2024年のMLB、NPBの両リーグK/BB3傑 ※はサイ・ヤング賞
MLB
アメリカン・リーグ
1Gカービィ(マリナーズ)7.78(179三振23四球)
2Tスクーバル(タイガース)6.55(228三振35四球)※
3Lギルバート(マリナーズ)5.95(220三振37四球)
ナショナル・リーグ
1今永昇太(カブス)6.21(174三振28四球)
2Cセール(ブレーブス)5.77(225三振39四球)
3Sグレイ(カーディナルス)5.21(203三振39四球)
NPB
セントラル・リーグ
1菅野智之(巨)6.94(111三振16四球)
2東克樹(デ)5.19(140三振27四球)
3村上頌樹(神)3.94(130三振33四球)
パシフィック・リーグ
1加藤貴之(日)6.06(103三振17四球)
2武内夏暉(西)4.86(107三振22四球)
3早川隆久(楽)4.57(160三振35四球)
昨年のカブス今永はK/BBが非常に優秀だったこともあって高い評価を得た。 また被本塁打は「運の要素が強い」とされる「被安打」の中で唯一、投手の能力で防ぐことができるとされる。被本塁打数が少ない投手は評価が高くなる。
QSの重要性高まる
さらに今、評価されているのがQS(quality start)だ。これは先発投手が6回以上を投げて自責点3以下で抑えることを言う。
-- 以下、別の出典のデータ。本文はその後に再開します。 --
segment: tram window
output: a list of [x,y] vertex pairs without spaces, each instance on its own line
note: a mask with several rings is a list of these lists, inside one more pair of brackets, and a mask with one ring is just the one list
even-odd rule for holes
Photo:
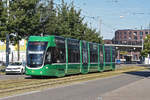
[[105,46],[105,62],[111,62],[111,48]]
[[112,48],[112,62],[115,62],[115,48]]
[[90,44],[90,62],[96,63],[98,62],[98,51],[97,51],[97,45]]
[[80,62],[80,50],[79,49],[68,49],[68,62],[69,63]]
[[52,63],[52,61],[51,61],[51,48],[48,48],[47,52],[46,52],[45,64],[50,64],[50,63]]
[[75,39],[68,39],[68,62],[80,63],[80,48],[79,42]]
[[100,63],[103,63],[103,46],[100,46]]

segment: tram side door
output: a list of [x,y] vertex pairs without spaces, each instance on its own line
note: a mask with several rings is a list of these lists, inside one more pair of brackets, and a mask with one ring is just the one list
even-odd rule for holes
[[82,49],[82,71],[83,73],[88,72],[88,46],[86,42],[83,42]]

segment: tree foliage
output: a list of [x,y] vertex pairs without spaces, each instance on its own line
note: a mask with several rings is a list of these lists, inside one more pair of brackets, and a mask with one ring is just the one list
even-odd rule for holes
[[[2,1],[0,5],[3,5]],[[9,9],[9,16],[5,9]],[[98,32],[83,22],[81,11],[75,9],[73,2],[67,4],[64,0],[57,5],[53,0],[45,4],[40,0],[11,0],[9,8],[0,6],[0,21],[4,24],[0,31],[13,34],[14,43],[30,35],[59,35],[101,43]]]

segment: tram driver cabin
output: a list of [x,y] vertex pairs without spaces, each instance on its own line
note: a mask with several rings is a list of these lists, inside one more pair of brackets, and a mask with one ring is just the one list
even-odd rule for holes
[[115,70],[115,47],[64,38],[30,36],[26,75],[62,77]]

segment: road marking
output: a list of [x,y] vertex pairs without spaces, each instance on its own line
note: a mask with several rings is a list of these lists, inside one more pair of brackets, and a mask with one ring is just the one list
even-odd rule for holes
[[26,92],[26,93],[22,93],[22,94],[17,94],[17,95],[13,95],[13,96],[8,96],[8,97],[0,98],[0,100],[9,99],[9,98],[18,97],[18,96],[29,95],[29,94],[33,94],[33,93],[39,93],[39,92],[41,92],[41,91]]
「先発投手の最低限の責任」とされ重視される。
2024年のMLB、NPBの両リーグQS数3傑 ※はサイ・ヤング賞
アメリカン・リーグ 同数で4人いる
1Tスクーバル(タイガース)22※
1Cバーンズ(オリオールズ)22
1Lギルバート(マリナーズ)22
1Sルーゴ(ロイヤルズ)22
ナショナル・リーグ
1Zウィーラー(フィリーズ)26
2Aノラ(フィリーズ)20
2Lウェブ(ジャイアンツ)20
セントラル・リーグ
1東克樹(デ)22
2戸郷翔征(巨)21
2床田寛樹(広)21
パシフィック・リーグ
1有原航平(ソ)21
1モイネロ(ソ)21
3今井達也(西)20
救援投手に関しては、セーブ、ホールドは比較的新しい時代に考案された指標であり、中継ぎ投手、クローザーの実力、実績を表すものとして評価されている。
WHIPの価値下落
21世紀初頭、WHIP(walks plus hits per inning pitched)という指標が重視された。
WHIP=(与四球 + 被安打) ÷ 投球回
1イニング当たり四球と安打で出した走者数の事であり、投手の安定感を示す指標として非常に重要視され、MLBでは公式記録になっている。
しかしその後「安打は運の要素が大きい」ことが明らかにされ、WHIPは重要な指標とはみなされなくなった。
野球の記録、指標は新たな研究が進むとともにその価値が揺れ動くものなのだ。
今後もその動きに注視していきたい。